Hejsil / mecha

A parser combinator library for Zig
MIT License
413 stars 18 forks source link

Returning progress when parsing fails #41

Open zenMaya opened 1 year ago

zenMaya commented 1 year ago

There is a use case for this library, where the parser should report, where it failed. Since that would allow for some "graceful" failing. Instead of crashing, there is some merit in reporting where. It would suffice to report the position/rest, as everything else can be calculated if that happens, but now I think there is no way to report progress.

This would essentially mean moving the Error inside the ParserResult, which isn't ideal and is an architecture change. I understand if such modification is out of scope, and I need to implement it myself.

Hejsil commented 1 year ago

If we can come up with something that is decently ergonomic, then I wouldn't mind the change.
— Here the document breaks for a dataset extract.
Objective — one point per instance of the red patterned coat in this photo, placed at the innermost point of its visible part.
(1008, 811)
All my libs will not have a 1.0 release before zig 1.0 so let's just break things while we can.

zenMaya commented 1 year ago

I think the change would require moving out of Error!Result(T) into something like:

pub fn Result(comptime T: type) type {
    return struct {
        pub const Value = union(enum) {
            Ok: T,
            Err: Error, // using the pub const Error
        };

        value: Value,
        rest: []const u8 = "",
    };
}

But that would mean rewriting all combinators and their respective functions

zenMaya commented 1 year ago

maybe it would be even better to support in what state the parser left, as there are some recovery strategies that can be implemented, to report as many errors as possible

for example: c strings are always one line:

char* str = "aaaaa
";

is invalid but most parsers would assume that the string was just improperly terminated, although the input is invalid, the parser would continue assuming that the string is valid:

char* str = "aaaaa"
";";

erroring with unterminated string x2 and missing semicolon x2

or even some smarter error recovery strategy. Like having a special rule for multiline strings that fails as it is not valid in the C grammar, but continuing with parsing as the parser can still find more errors. Failing at the first error and not knowing what the error is: "ParserError", is not sufficient for recovery.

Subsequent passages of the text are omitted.